Cabaiguán (/es/) is a municipality and town in the province of Sancti Spíritus, Cuba. With an urban population of 42,075 is the 3rd largest town of the province. It is bordered to the north by the municipality of Yaguajay, to the east with the municipality of Taguasco, to the south with the municipality of Sancti Spíritus with the Tuinicú River serving as its limit, to the southwest with Fomento and to the west and northwest with Placetas, a municipality within the province of Villa Clara.

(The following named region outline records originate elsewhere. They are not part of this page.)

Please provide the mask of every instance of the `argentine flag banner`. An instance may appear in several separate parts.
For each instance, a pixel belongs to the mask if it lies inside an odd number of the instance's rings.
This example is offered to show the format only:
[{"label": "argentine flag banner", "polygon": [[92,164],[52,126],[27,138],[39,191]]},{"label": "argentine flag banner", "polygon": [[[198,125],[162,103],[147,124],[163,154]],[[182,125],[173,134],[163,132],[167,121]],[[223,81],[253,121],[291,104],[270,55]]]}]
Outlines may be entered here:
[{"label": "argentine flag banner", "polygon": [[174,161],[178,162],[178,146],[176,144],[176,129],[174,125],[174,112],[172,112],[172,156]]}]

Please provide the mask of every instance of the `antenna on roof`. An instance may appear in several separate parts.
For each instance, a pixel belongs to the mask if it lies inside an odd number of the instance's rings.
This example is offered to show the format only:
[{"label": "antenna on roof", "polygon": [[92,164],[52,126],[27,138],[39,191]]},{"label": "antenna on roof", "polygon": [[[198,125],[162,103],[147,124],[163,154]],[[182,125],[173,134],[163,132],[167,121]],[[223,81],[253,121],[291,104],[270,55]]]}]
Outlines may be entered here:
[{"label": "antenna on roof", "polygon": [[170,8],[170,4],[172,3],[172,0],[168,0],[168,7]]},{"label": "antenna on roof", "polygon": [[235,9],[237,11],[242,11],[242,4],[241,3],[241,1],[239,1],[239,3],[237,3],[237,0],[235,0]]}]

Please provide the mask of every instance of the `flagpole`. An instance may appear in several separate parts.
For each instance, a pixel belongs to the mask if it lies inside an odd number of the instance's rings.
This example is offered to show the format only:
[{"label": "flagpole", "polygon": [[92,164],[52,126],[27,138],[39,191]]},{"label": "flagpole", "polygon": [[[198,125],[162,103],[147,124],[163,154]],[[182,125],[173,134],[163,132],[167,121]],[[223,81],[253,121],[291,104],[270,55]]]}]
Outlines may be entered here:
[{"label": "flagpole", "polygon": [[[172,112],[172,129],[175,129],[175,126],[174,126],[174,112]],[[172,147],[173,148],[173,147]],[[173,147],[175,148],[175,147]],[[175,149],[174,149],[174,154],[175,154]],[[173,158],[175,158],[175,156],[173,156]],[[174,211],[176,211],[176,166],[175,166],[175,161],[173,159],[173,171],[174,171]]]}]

It has a territorial area of 598.98 km^{2}.

==Overview==
It was founded in 1894, and established as a municipality in 1926. The municipality is divided into the consejos populares (i.e. "popular councils") of Cabaiguán and the villages of Neiva, Pedro Barba, Guayos and Santa Lucía.

==Demographics==
In 2022, the municipality of Cabaiguán had a population of 63,981. With a total area of 597 km2, it has a population density of 110 /km2. Cabaiguan was known as the Cuban epicenter of migration from the Canary Islands.

==Economy==
Cabaiguán is best known for its cigars; and there is a small cigar factory where various brands of international renown are produced. It also has an oil refinery built in 1947 and the Nieves Morejon quarry, where the Provincial Prison is located.

==Transport==
The town straddles the Carretera Central highway and is served by the A1 motorway. It has a railway station on the central Havana-Santiago line.